The town we visited during our whole lives for vacation was another of those old religiously founded towns, Ocean City, NJ.  My grandmother lived there.  The religious basis of the town kept it dry (as in non-alcoholic), clean, and family friendly.  Compare it to Wild Wood for example a hellish nightmare of ugly bars and ignorant and rude drunks like a "Pottersville" (from It's a Wonderful Life, the film).  

In the case of Collingwood however, Rev.

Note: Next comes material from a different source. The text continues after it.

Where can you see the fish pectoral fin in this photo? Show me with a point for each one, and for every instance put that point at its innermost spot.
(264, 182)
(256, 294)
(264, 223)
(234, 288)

McIntyre became a despot.  His need to dominate and exert his will over everything and everyone finally brought about the ruin of the empire he created.  He fought not only with the non-religious, but with other fundamentalists.  He alienated all his former associates and co-religionists. 

He brought "Pirate Radio" to the New Jersey shore, from which he broadcast his fiery sermons against Satan on earth, and apostates, and communists!  He had fought a long battle with the FCC and they finally won.  His voice could be heard over hundreds of other religious radio stations but his pirate ship was closed down.  Those were the days when people took the separaation of church and state seriously.  Eventually, like a disease, Reverend McIntyre's poisonous rage destroyed its own host.  He lived to be 95 and to see his empire crumble to dust and debt.  The Missionary building was demolished and I believe the 20th Century Reformation building is now a municipal office of some kind.  

I had an amusing experience some years back in Collingwood when I was out to lunch with my cousin, Patty.  We were walking down Haddon Avenue window shop amidst an unusually large number of other pedestrians.  Suddenly there were also major network news trucks, CBS, NBC, ABC.  Collingwood was allowing same sex couples to apply for marriage licenses, and later, ten couples celebrated their nuptials at the Scottish Rite Auditorium.  My cousin said we might be on tv and how shocked our friends and family would be if we were misidentified as one of the couples looking for a license.  Patty was a widow by then and I, a long time divorcee.

Collingswood had come a long way from the stodgy, angry, excluding and hell-fire and damnation of McIntyre's period, to the vibrant, open, cafe and restaurant decorated town of today.  Once, those store fronts were boarded up and covered with cardboard, now you see the faces of the happy people through the glass.  

It is a town I would be happy to live in if I didn't live in the house I love already.

If you want a walk and a lunch, you couldn't find a nicer spot - three parks - 4 miles at Cooper River and lunch at the Cooper House, 1 1/2 miles at Knight's Park, and lunch at Sabrina's or Salad Works, or 3 miles at Newton Creek.  By the way, I have kayaked on Newton Creek as well, you can go from Cuthbert Blvd. up to the BlackHorse Pike, not a long ride, but an interesting one.  I once saw a dozen white herons roosting in a tree along the banks of the creek near the Black Horse Pike.